Riviera des Frankenwaldes

30 Grad im Schatten, strahlender Sonnenschein, trockener Boden: perfekte Bedingungen für einen erfolgreichen Erntetag. Den reifen Ähren der Gerste geht es heute an den Kragen. Klaus Siegelin, 43, aus Küps im Landkreis Kronach macht sich gemeinsam mit seinem Vater Gerhard, 76, schon frühmorgens auf den Weg in Richtung Feld. Gemeinsam führen sie den Betrieb im Ortsteil Tiefenklein, der bereits 1704 namentlich Erwähnung fand. „Auch wenn wir uns hier an der sogenannten Riviera des Frankenwaldes befinden – die Witterung lässt sich nicht bestellen“, so der gelernte Landwirt. Klaus und Gerhard Siegelin müssen den Tag nutzen und die Winterfrucht einholen, sonst kann es schnell passieren, dass die Arbeit von einem Jahr an nur einem Tag zunichte gemacht wird – und das hätte drastische Auswirkungen für ihren kompletten Betrieb.

Müsli für die Schweine

„Durch die effektive Nutzung der Winterfeuchtigkeit sind die Erträge höher und die Nährstoffe günstig“, betont Klaus Siegelin. Er verwendet die geschrotete Gerste als Futtermittel in seiner Schweinewirtschaft. Seit 1992 sind die Siegelins Ferkelerzeuger, seit 2013 besitzen sie einen Mastbetrieb mit aktuell rund 200 Muttersauen und 500 Mastplätzen – und die Tiere haben Hunger.  Dank ihres hohen Rohfasergehalts ist die Gerste die perfekte Grundlage für die Futtermischung.

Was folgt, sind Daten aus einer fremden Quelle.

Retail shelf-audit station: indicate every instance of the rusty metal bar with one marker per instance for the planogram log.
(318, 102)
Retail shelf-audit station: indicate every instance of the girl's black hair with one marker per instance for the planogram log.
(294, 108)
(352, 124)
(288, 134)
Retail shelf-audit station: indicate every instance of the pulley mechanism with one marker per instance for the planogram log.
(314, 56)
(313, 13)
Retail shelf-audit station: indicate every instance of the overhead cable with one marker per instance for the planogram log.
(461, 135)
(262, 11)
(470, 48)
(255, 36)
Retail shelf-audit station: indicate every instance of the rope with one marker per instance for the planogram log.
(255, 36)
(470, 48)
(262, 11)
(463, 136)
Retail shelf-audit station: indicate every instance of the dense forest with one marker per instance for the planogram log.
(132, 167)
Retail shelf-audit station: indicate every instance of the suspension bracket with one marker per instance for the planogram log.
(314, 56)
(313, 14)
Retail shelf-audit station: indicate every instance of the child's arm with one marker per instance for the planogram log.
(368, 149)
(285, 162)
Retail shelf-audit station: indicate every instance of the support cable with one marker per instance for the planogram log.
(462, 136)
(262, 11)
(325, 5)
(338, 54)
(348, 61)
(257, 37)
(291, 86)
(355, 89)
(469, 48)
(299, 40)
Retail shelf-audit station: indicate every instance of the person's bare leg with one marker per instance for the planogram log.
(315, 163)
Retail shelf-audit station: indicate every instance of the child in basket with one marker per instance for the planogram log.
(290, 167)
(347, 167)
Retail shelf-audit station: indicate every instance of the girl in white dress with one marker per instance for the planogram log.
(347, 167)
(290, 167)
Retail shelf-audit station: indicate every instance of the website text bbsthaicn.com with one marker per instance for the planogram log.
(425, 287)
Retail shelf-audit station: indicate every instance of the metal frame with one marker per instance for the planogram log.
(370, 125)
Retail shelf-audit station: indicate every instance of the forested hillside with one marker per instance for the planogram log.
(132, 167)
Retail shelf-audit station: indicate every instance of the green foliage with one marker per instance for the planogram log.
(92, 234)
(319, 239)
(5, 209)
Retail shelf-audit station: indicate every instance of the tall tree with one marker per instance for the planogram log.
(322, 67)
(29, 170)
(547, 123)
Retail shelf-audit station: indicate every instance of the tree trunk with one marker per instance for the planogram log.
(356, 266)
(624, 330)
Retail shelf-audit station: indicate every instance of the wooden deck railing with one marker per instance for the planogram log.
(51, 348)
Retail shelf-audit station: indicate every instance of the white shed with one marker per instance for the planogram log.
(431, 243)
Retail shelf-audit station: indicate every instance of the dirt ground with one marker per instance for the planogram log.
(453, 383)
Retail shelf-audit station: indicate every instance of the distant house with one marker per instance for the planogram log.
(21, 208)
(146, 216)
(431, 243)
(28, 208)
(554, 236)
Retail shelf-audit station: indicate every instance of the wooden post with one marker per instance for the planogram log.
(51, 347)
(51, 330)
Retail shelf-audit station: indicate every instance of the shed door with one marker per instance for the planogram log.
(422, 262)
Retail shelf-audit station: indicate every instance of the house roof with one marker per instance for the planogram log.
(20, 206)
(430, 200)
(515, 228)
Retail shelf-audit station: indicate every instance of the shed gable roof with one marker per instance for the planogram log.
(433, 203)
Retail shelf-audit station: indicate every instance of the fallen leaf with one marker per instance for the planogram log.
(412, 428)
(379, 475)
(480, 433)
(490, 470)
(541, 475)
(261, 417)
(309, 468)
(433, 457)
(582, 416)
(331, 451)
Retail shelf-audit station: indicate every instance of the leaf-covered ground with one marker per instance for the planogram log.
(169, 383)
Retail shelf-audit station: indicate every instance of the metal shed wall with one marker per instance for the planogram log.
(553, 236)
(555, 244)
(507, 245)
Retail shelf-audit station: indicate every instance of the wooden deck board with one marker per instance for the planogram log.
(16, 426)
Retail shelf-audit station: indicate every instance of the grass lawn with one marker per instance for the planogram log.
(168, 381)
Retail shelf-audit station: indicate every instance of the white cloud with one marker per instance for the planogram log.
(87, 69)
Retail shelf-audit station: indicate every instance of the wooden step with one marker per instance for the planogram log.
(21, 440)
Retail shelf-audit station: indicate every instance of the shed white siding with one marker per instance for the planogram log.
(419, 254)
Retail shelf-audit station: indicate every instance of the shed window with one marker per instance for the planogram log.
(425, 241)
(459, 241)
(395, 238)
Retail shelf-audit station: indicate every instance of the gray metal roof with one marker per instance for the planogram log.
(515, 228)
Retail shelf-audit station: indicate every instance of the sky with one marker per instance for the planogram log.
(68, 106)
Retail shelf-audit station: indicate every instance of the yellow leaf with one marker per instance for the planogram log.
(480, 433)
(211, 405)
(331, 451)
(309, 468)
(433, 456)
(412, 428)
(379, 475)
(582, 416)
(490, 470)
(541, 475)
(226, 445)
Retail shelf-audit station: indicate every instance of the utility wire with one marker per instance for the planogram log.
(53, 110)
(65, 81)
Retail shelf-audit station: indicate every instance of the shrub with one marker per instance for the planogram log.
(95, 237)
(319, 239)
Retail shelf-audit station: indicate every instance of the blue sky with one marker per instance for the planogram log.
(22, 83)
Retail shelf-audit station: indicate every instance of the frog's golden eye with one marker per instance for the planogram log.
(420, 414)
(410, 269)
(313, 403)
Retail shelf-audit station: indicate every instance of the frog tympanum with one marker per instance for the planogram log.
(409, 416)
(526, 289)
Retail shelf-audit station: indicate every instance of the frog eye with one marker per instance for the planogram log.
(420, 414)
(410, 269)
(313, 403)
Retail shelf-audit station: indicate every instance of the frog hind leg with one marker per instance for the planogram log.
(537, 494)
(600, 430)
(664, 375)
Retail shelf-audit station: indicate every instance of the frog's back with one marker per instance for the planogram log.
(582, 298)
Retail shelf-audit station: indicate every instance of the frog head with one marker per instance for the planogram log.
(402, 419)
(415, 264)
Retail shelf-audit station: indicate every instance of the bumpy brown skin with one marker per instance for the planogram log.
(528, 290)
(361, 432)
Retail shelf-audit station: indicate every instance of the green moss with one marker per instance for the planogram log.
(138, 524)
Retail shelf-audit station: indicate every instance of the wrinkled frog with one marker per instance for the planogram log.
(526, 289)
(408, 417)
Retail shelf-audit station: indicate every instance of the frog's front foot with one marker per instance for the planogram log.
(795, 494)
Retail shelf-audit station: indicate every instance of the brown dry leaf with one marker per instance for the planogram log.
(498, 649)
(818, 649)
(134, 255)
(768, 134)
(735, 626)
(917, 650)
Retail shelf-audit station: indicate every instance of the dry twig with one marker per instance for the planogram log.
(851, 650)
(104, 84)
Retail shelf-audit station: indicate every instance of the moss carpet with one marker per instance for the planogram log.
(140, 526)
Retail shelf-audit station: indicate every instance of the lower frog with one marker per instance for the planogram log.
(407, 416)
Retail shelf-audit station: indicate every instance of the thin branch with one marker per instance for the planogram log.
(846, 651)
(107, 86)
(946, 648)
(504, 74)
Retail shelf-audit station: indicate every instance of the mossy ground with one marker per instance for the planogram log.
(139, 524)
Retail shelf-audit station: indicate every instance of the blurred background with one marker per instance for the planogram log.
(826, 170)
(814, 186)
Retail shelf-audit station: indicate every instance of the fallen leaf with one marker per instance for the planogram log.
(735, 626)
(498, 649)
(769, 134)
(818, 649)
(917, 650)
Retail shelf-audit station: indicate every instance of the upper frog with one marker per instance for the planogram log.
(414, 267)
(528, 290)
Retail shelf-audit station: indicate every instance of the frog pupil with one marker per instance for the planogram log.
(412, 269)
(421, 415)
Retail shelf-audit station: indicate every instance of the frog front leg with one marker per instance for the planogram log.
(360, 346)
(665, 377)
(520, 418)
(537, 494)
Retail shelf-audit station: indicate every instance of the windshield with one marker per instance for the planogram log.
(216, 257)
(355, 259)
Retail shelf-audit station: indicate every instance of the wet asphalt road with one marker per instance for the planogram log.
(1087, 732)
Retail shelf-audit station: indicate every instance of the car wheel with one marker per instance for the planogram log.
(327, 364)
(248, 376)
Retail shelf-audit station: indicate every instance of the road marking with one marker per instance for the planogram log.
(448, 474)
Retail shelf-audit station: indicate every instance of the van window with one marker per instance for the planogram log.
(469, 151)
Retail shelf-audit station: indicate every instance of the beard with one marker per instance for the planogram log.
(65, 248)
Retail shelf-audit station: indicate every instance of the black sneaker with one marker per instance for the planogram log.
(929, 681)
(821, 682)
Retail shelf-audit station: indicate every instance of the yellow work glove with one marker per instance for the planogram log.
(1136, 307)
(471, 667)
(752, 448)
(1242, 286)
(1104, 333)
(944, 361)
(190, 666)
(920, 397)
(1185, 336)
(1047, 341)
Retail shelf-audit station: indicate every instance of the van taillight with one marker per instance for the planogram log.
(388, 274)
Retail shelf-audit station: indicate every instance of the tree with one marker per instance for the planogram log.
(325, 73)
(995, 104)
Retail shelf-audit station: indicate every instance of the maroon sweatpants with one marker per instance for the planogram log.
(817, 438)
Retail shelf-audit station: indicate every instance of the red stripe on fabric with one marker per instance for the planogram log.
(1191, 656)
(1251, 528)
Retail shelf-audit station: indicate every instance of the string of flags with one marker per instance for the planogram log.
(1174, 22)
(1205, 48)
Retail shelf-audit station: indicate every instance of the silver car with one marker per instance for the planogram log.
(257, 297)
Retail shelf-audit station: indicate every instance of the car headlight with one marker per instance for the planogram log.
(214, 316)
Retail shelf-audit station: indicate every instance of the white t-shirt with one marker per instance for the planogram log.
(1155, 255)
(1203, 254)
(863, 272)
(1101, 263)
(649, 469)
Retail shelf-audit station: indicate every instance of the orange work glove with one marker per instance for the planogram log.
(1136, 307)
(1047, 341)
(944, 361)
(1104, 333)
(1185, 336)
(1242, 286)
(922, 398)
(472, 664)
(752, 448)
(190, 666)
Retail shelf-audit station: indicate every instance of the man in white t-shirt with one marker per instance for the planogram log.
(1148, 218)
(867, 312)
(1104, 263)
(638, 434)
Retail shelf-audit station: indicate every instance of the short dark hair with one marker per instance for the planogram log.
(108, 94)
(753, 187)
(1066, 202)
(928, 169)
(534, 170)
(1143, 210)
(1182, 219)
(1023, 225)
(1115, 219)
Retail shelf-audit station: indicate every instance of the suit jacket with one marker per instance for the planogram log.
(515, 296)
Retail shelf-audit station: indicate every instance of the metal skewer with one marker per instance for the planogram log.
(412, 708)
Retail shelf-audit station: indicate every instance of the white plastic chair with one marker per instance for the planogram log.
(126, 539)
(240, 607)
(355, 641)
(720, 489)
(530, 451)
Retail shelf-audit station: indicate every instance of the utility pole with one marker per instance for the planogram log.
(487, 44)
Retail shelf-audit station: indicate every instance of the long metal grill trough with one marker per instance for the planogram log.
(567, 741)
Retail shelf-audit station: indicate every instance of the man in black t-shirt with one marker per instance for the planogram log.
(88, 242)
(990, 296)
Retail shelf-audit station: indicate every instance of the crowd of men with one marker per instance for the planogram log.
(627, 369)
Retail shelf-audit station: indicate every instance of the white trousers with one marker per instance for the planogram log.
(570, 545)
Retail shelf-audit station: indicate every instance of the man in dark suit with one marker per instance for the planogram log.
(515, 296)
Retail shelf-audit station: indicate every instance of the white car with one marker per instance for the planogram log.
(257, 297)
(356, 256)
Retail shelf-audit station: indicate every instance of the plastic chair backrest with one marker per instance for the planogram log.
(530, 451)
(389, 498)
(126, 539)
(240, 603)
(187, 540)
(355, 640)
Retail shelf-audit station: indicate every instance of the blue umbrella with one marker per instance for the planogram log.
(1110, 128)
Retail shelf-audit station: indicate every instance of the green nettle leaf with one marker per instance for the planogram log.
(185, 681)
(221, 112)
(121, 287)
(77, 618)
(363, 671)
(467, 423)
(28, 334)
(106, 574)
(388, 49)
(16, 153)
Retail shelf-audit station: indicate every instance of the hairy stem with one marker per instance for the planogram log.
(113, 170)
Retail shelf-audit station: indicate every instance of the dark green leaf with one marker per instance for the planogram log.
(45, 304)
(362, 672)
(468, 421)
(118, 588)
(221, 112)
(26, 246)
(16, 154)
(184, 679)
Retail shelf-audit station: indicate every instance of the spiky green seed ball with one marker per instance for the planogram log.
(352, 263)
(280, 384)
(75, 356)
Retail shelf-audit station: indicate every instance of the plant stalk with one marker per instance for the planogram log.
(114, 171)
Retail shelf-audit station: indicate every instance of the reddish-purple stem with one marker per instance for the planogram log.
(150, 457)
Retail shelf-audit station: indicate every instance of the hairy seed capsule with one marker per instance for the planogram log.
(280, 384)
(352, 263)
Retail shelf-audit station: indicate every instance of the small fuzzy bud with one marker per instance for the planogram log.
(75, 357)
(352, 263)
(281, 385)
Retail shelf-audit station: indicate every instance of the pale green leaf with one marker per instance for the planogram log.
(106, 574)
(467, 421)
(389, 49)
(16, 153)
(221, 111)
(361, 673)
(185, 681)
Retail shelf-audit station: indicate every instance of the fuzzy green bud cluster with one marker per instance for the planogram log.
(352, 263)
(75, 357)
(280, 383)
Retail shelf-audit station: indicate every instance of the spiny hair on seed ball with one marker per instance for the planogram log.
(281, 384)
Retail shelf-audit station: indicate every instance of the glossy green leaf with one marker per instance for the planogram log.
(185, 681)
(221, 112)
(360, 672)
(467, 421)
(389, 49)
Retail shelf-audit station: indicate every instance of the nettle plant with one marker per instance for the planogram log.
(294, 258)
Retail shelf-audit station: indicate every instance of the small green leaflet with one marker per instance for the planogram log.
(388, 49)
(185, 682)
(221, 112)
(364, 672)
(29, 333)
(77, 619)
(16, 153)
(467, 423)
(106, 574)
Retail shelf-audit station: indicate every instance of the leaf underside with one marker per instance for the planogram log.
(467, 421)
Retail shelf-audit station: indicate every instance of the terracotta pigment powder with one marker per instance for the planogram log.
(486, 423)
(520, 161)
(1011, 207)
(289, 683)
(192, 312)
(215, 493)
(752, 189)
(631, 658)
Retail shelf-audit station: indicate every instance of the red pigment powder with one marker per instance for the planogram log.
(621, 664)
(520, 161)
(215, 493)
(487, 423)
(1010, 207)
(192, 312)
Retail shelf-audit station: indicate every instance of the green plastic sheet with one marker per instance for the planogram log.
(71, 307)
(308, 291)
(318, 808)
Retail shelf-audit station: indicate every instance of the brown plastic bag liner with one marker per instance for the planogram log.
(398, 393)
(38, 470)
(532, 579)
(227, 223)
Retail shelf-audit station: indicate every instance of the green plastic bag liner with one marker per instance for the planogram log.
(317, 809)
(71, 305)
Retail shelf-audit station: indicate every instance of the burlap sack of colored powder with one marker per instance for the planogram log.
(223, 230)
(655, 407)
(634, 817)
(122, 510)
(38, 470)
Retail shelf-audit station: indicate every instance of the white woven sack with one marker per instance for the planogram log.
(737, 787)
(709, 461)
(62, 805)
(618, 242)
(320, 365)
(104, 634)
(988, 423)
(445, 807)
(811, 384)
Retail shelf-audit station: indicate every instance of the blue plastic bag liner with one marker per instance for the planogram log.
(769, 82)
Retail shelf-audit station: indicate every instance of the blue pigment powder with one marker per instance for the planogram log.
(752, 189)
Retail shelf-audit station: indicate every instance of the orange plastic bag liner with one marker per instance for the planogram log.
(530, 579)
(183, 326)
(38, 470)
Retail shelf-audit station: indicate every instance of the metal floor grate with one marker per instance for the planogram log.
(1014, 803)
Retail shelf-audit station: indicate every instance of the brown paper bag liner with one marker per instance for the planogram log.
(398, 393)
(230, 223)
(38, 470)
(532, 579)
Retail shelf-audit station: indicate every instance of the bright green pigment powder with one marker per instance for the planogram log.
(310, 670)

Denn gerade den Muttersauen liefert das Getreide die notwendigen Ballaststoffe und sorgt für eine gute Verdauung. Da nur einmal im Jahr geerntet wird, die Schweine jedoch tagtäglich ihre Ration „Müsli“ benötigen, muss das Getreide lagerfähig sein. Für ein perfektes Ergebnis muss Klaus Siegelin bereits frühzeitig entsprechende Vorkehrungen treffen. „Denn nach der Ernte ist vor der Ernte“, so der Landwirt.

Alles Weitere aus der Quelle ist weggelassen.